Pavlov's Dog
"The Adventures of Echo & Boo and assorted Small Tails"
Label: Rockville Music
Pavlov’s Dog is a band from another time and place. A band with only two albums at their prime that still insists and remains active (kind of…). With their music that attracted friends that remain true but, despite the sometimes intriguing instrumentations and the very particular David Surkamp’s lead vocal, it remained marginally remarkable without creating a stir. Since then and except from a third album that was never released on time (was released later as a bootleg and in 2007 titled as “Has Anyone Here Seen Siegfried”) a lost in oblivion release (“Lost In America”, 1990) and a personal release by Surkamp, Pavlov’s Dog were simply idle or touring, after 2005. Their official return, even if there’s only Surkamp and Safron from the “Pampered Menial” era, comes in 2010 and probably has a purpose no larger than accompanying (or as an excuse if you prefer) the American band’s touring, while it cannot add up anything significant to their deeds so far. In any case, after “Pampered Menial” they did nothing (official or not) that really mattered to their existence. “Pampered Menial” is the lead for this ”Echo & Boo” as well. More folk than anything else, soft and introspective, melodic and insulating, the new Pavlov’s Dog album is nothing more than a relapse of what they did in the 70s and nothing more than a rehash.
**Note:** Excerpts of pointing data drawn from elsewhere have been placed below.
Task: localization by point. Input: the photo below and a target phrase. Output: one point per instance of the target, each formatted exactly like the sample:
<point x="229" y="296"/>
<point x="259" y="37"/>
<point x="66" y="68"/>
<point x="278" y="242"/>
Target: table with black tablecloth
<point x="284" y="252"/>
The recipe is obsolete, the sounds are also obsolete, the music is obsolete and if Surkamp’s voice is a matter for debate (which is not, even if it once might have been) it is a feature, indeed, but not distinctive anymore. Even if there are some touching melodies here and there and even if those melodies could move one at the right mood, the lot fails to create even an impression to speak of.